The upper cabin cover shell and the lower cabin cover shell are spliced to form a containing cavity with two open ends for containing parts of the wind driven generator, and the tail cover is arranged at the position where the first wind tail and the second wind tail are located and seals one open end of the containing cavity;

The second air outlet part is provided with a plurality of first through holes which are distributed at intervals, and the air outlet directions of the first through holes are partially or totally different;

the fourth air outlet part is provided with a plurality of first through holes which are distributed at intervals, and the air outlet directions of the first through holes are partially different or completely different.

2. The sand intrusion prevention nacelle structure of claim 1, wherein the second air outlet is a single second through hole, and further comprising an upper spoiler cover disposed on the upper housing and covering the second air outlet, the upper spoiler cover comprising a plurality of upper spoiler holes, wherein the plurality of upper spoiler holes have partially or completely different air outlet directions.

3. The sand intrusion prevention nacelle structure of claim 2, wherein the upper spoiler comprises a first wind guiding protrusion located on a side of the upper spoiler aperture remote from the first wind tail.

4. The sand intrusion prevention nacelle structure of claim 1, wherein the fourth air outlet is a single second through hole, and further comprising a lower spoiler disposed in the lower housing and housing the fourth air outlet, the lower spoiler comprising a plurality of lower spoiler apertures, the plurality of lower spoiler apertures having partially or fully different air outlet directions.

5. The sand intrusion prevention nacelle structure of claim 4, wherein the lower spoiler comprises a second wind scooper located on a side of the lower spoiler aperture remote from the second wind tail.

6. The sand intrusion prevention nacelle structure of claim 1, wherein the air outlet directions of the first air outlet portion and the third air outlet portion intersect after the upper nacelle cover and the lower nacelle cover are joined.

7. The wind-sand-intrusion prevention nacelle structure according to claim 6, wherein an axis direction of a main shaft of the wind turbine to be placed in the accommodating chamber is taken as a reference direction, and an included angle between an air outlet direction of the first air outlet portion and the reference direction is 15 °;

And the included angle between the air outlet direction of the third air outlet part and the reference direction is 15 degrees.

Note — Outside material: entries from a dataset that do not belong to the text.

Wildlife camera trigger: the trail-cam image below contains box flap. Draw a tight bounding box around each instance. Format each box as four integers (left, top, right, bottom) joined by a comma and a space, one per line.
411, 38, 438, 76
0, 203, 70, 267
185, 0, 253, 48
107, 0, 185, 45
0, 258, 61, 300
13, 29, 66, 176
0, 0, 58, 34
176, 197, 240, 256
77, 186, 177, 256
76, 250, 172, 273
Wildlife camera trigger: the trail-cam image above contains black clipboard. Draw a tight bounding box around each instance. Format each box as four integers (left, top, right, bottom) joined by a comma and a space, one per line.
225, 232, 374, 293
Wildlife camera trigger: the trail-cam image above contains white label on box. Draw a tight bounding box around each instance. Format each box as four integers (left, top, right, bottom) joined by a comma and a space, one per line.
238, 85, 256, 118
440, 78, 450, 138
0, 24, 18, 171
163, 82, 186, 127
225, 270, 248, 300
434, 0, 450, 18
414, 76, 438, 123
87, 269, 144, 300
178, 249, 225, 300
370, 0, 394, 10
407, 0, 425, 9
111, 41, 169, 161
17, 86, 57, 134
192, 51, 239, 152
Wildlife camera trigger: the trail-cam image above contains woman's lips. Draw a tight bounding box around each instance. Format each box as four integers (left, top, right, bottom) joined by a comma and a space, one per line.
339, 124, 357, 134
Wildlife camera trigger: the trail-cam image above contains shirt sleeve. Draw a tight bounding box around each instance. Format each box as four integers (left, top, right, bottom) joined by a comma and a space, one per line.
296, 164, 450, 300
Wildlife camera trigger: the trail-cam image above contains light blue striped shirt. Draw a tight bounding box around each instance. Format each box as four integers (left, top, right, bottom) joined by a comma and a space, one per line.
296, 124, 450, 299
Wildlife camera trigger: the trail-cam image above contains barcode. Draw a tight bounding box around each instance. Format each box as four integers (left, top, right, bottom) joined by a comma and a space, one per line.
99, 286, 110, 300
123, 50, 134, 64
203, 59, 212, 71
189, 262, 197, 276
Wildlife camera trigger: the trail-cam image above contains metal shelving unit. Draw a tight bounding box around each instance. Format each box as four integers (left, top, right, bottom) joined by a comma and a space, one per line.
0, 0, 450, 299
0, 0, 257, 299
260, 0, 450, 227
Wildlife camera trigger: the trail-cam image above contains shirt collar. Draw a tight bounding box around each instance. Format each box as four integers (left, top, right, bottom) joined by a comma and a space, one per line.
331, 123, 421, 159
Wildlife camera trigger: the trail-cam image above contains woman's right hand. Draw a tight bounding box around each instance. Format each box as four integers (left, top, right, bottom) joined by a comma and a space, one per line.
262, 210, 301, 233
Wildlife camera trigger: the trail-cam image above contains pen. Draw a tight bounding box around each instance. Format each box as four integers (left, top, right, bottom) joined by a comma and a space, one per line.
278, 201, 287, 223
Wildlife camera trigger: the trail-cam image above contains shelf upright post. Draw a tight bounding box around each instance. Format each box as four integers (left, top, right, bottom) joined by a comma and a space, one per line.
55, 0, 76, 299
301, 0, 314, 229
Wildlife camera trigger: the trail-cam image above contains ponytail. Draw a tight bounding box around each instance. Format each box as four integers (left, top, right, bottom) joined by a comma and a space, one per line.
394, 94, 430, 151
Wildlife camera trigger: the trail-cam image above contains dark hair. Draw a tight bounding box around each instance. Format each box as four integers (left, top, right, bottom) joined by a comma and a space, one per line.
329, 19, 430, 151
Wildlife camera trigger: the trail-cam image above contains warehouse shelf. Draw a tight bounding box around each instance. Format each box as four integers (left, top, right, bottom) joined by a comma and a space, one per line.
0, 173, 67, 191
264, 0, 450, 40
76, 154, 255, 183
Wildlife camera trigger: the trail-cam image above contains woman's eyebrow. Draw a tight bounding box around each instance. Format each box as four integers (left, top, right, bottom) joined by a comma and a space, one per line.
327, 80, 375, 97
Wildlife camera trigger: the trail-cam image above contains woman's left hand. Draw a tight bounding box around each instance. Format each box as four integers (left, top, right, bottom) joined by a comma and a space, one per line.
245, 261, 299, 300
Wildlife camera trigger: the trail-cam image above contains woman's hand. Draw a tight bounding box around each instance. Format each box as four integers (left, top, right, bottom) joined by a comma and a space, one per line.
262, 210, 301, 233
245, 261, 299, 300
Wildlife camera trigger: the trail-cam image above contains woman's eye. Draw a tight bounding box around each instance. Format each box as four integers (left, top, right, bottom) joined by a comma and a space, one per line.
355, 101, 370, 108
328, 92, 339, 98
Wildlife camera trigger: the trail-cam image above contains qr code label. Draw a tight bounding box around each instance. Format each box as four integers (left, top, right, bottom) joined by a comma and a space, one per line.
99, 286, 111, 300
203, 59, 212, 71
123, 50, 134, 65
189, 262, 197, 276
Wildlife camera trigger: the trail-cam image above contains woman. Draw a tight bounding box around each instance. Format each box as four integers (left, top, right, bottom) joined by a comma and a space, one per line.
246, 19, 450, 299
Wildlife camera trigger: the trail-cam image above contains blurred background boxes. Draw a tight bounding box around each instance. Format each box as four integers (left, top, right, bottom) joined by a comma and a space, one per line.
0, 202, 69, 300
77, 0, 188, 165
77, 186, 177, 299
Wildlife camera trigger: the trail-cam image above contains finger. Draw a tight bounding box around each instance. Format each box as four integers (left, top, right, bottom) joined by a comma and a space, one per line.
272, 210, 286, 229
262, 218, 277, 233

8. A wind driven generator, comprising a control system, a suction fan and the cabin structure for preventing wind sand intrusion according to any one of claims 1-7, wherein the control system is used for controlling the start and stop of the suction fan, the number of the suction fans is a plurality, part of the suction fans are arranged in the first accommodating chamber, and the other part of the suction fans are arranged in the second accommodating chamber.